The AP English Language and Composition class at Salisbury School is the honors level of our 11th grade American Literature course.  We study the traditional texts of an American Literature class, but we also up the ante with novels like Absalom, Absalom! and Beloved, by Toni Morrison.  In preparation for the AP exam in May we also explore the essay as a genre, moving outside of the traditional American texts.  Rhetoric, syntax, diction, and figurative language are some of the terms we explore, utilizing a knowledge of those terms in our analyses of speeches and essays.  Students who successfully complete this course become candidates for the 12th grade AP English Literature and Composition course.

The Project:

This web page on Absalom, Absalom! was the final project of two sections of AP English Language and Composition class at Salisbury School.  In lieu of a final paper on the novel, the students were assigned individual storylines from within the novel.  Working in pairs, they evaluated the individual storylines (or strands) in order to analyze how information was revealed to the reader.  Faulkner's convoluted style made this task difficult, but through our in depth study of the novel, the students were able to come up with very impressive products.

  Heralded as perhaps Faulkner's greatest novel, the narrative does provide a tremendous challenge to high school age students of any ability level.  The goal in our class was to understand the strands of the story as layer upon layer was revealed to the reader.  We also wanted to be able to understand how those individual strands affected the whole novel.  It is obvious that Thomas Sutpen's grand design is at the center of the novel, but how each strand affects and is affected by that design is what makes the novel work as magnificently as it does.

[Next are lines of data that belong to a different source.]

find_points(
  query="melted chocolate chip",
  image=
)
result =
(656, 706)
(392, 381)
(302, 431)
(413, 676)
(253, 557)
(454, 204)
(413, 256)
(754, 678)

Collaborative work was the key ingredient to the successful completion of this assignment.  Because we had two sections of this class, we needed the respective pairs to eventually collaborate as a group of four.  That process was challenging but rewarding. 

  While the timeline provided here clearly lays out when events occurred, how those events are revealed and why they are revealed in the order that they are is what the respective strands should explain.  There are links from character to character and strand to strand, because all of the parts do make up the whole, which is Absalom, Absalom! in its entirety.